Berdasarkan ketentuan KUHPerdata,  usia dewasa untuk melakukan perbuatan hukum  adalah mereka yang telah genap mencapai usia 21 tahun atau telah melangsungkan perkawinan sebelum mencapai usia 21 tahun (Pasal 330 KUHPerdata). Anak-anak yang belum mencapai usia 21 tahun berada dibawah kekuasaan orang tua atau perwalian (Pasal 299 jo 330 KUHPerdata). Anak yang belum mencapai usia 21 tahun (belum dewasa) akan diwakili oleh orang tua atau walinya untuk melakukan perbuatan hukum.   
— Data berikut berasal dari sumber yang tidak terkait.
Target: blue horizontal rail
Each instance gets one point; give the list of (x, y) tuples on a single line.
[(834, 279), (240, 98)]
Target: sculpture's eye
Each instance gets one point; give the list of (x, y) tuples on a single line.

Jadi berdasarkan KUHPerdata sangat jelas ditentukan bahwa mereka yang belum mencapai usia 21 tahun adalah belum dewasa dan mereka berada dibawah kekusaan orang tua atau walinya.

UU Perkawinan tidak mengatur mengenai usia dewasa untuk melakukan perbuatan hukum. Namun UU Perkawinan menentukan bahwa anak yang belum mencapai usia 18 tahun berada dibawah kekuasaan orang tua atau walinya (Pasal 48 dan 50 UU Perkawinan). 

Berdasarkan ketentuan UU Perkawinan tersebut, terdapat perbedaan pendapat diantara para sarjana menyangkut usia dewasa untuk melakukan perbuatan hukum setelah berlakunya UU Perkawinan tersebut. Ada pendapat yang menyatakan bahwa usia dewasa saat ini adalah 18 tahun, namun ada pula yang tetap berpendapat bahwa usia dewasa saat ini tetap 21 tahun seperti yang ditentukan dalam KUHPerdata.  

Batas usia dewasa yang mana yang kita pakai dalam menjalankan jabatan selaku Notaris atau PPAT? 

Permasalahan jika kita menganut usia dewasa adalah 18 tahun.

Bagi Notaris dengan adanya ketentuan Pasal 39 ayat 1 UUJN memang tidak diragukan lagi bahwa seseorang untuk dapat bertindak sebagai penghadap untuk membuat akta harus telah berusia 18 tahun. Akan tetapi apakah dengan adanya ketentuan Pasal 39 ayat 1 UUJN tersebut berarti UUJN menentukan bahwa usia dewasa bagi seseorang untuk melakukan perbuatan hukum adalah 18 tahun.

Penulis berpendapat bahwa UUJN tidak menentukan bahwa usia dewasa untuk melakukan perbuatan hukum adalah 18 tahun. Kenapa demikian? Disamping karena UUJN tidak menyatakan secara tegas hal tersebut, juga karena di dalam Pasal 39 ayat 1 UUJN tersebut disyaratkan bahwa disamping telah mencapai usia 18 tahun, seseorang untuk dapat bertindak sebagai penghadap harus memenuhi syarat lain yaitu cakap melakukan perbuatan hukum. 

Pendapat penulis tersebut didasarkan pada ketentuan yang diatur dalam KUHPerdata, yang menentukan pada asasnya setiap orang dianggap cakap untuk membuat perjanjian ("cakap untuk melakukan perbuatan hukum"), kecuali jika oleh UU dinyatakan tidak cakap (Pasal 1329 KUHPerdata).Orang-orang yang tidak cakap membuat perjanjian (tidak cakap untuk melakukan perbuatan hukum) antara lain adalah anak yang belum dewasa (Pasal 1330 KUHPerdata).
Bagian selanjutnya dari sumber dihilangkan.